By now you’ve figured out that the title has a double meaning, just as the film contains doubled, then tripled, then quadrupled layers of crisscross. Francis is lethal and smart, but we know the tailor – I’m sorry, the cutter – has something up his impeccably sewn sleeve and the slow tease of revelation goes a long way to helping a viewer overlook the constricted setting. This really is a play that has been shot on film, but you get a front row seat to an actor’s mastery, and Rylance lets a sideways glance, a flickered eyelid, or a misdirecting comment do all of Leonard’s shouting for him. He’s the actor as poker player; I found myself holding my breath, waiting for the tell. “The Outfit” reminded me of a set-bound puzzler like “Sleuth” – we know we’re stuck here for the next 90 minutes or so, and we know who we’re stuck with (or we think we know), and the rest is just theme and variation and the occasional upending of every last one of our assumptions. If this sometimes seems more like traffic management than a movie, the director, Graham Moore, keeps it moving briskly, trusting his taciturn lead actor to set the tone, pace, and moral compass. Rylance is the actor as clockmaker, working with ratchets and cogs and somehow creating something bigger than life.

“Master” is the feature debut of writer-director Mariama Diallo, and while not wholly successful, it makes me hungry to see what she does next. The movie divided opinions at January’s online Sundance Film Festival and comes to theaters and Amazon Prime today; in the tradition of “Get Out,” it mixes horror and suspense with a gimlet-eyed view of race in America. And it has Regina Hall (above), who is always worth your time, as Gail, a new house master at stately Ancaster College. (Diallo went to Yale, the film was shot on the Vassar campus, and the dialogue places the school within driving distance of Boston. I’m going to go out on a limb and say it’s Tufts.) Gail is also Ancaster’s first Black house master, and Diallo tracks her experiences alongside those of Jasmine (Zoe Renee), an incoming freshman at odds with the privileged whiteness of the student majority. Both women have encounters with the supernatural that grow stronger as the film progresses, but it’s never clear exactly who’s haunting who or what the backstory is. The other side of the metaphor is clearer: That the ghosts of America’s racist past are alive and well beneath the floorboards and behind the painted portraits of Ancaster’s WASPy forebears, and anyone who says otherwise is naïve or bucking for tenure.

Hall and Renee (below) are both very good, but on the evidence of “Master,” Diallo, who has made several well-received short films, hasn’t yet figured out how to shape and pace a feature. The movie is overstuffed with characters and bumps in the night but shy on connective plot tissue, and late in the going there’s a revelation about a major character – one that could have been ripped from the headlines of six or seven years ago – that seems like one more pick-up stick atop a wobbling pile.

What “Master” does exceedingly well – and it’s worth a look for this alone – is dramatize with a kind of bleak satirical scorn the slights and assumptions and diminutions that come with being a person of color in a complacent white milieu.

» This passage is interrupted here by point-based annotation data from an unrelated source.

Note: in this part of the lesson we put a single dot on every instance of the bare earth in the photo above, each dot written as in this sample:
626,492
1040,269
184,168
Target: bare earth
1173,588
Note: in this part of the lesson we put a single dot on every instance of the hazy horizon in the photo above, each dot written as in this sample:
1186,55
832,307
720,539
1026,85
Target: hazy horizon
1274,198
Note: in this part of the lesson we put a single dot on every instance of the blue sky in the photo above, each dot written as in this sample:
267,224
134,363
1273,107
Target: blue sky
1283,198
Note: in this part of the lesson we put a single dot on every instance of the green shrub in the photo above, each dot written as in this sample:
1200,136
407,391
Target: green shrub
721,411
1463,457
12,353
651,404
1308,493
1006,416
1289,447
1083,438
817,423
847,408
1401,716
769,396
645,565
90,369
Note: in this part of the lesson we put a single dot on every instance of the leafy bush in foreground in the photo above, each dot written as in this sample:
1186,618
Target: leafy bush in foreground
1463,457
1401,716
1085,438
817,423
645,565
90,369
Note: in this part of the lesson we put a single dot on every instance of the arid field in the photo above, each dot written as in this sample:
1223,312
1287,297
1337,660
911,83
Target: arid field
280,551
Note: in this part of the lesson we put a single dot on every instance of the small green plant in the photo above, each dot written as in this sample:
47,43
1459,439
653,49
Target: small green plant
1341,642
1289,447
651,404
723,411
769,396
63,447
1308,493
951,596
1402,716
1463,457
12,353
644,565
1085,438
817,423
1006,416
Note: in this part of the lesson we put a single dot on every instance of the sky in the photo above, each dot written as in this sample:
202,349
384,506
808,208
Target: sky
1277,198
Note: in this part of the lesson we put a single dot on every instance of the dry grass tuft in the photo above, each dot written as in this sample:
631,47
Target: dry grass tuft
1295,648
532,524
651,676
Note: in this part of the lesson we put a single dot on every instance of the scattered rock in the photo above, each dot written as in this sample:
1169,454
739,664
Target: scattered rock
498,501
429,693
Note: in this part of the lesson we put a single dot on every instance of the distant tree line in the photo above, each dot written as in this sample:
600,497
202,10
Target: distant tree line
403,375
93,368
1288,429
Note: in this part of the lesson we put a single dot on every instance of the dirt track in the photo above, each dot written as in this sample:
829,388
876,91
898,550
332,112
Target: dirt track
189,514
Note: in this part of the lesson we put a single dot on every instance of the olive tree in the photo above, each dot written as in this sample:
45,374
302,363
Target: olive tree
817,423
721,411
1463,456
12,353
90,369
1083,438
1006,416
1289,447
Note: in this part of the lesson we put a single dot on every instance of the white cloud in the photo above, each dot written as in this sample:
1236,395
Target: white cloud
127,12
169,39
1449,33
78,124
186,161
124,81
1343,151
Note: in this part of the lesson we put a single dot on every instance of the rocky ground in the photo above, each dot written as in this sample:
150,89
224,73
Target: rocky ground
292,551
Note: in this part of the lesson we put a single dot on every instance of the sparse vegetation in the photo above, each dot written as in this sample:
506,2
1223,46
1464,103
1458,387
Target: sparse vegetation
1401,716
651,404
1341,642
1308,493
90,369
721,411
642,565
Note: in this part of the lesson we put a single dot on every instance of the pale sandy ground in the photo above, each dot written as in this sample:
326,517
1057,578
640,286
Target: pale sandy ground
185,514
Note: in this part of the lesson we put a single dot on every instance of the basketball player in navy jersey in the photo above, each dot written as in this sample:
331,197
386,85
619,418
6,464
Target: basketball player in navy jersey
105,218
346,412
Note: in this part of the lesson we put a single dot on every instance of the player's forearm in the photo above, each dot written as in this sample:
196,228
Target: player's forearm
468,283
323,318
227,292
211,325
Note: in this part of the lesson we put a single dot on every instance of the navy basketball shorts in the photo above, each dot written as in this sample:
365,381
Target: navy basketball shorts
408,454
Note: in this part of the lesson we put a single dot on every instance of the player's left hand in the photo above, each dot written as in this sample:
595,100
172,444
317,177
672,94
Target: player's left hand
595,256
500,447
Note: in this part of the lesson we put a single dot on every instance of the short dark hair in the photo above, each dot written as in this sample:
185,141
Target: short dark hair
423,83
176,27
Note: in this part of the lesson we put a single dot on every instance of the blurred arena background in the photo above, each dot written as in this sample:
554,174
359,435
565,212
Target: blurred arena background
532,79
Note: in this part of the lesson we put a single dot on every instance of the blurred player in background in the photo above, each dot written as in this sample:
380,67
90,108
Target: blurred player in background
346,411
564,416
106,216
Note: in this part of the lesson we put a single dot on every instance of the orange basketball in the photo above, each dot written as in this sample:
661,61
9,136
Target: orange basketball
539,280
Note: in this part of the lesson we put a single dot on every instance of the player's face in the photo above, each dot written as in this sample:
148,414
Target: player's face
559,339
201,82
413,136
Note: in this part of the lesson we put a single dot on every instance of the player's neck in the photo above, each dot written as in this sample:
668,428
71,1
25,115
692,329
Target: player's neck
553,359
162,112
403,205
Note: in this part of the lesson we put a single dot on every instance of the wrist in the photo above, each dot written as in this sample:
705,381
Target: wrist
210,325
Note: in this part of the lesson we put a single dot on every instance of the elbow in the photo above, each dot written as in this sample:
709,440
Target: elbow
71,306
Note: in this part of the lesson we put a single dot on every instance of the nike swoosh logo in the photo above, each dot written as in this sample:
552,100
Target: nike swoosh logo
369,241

The word “microaggressions” doesn’t do justice to the endless tiny stings, consciously meant or not, that remind Gail and Jasmine of exactly how much they don’t belong here. Adding a supernatural element may have helped Diallo get her movie bankrolled in post-“Get Out” Hollywood,  but her skill set may lie more with the social dramas on this side of the paranormal. As I said, watch this space.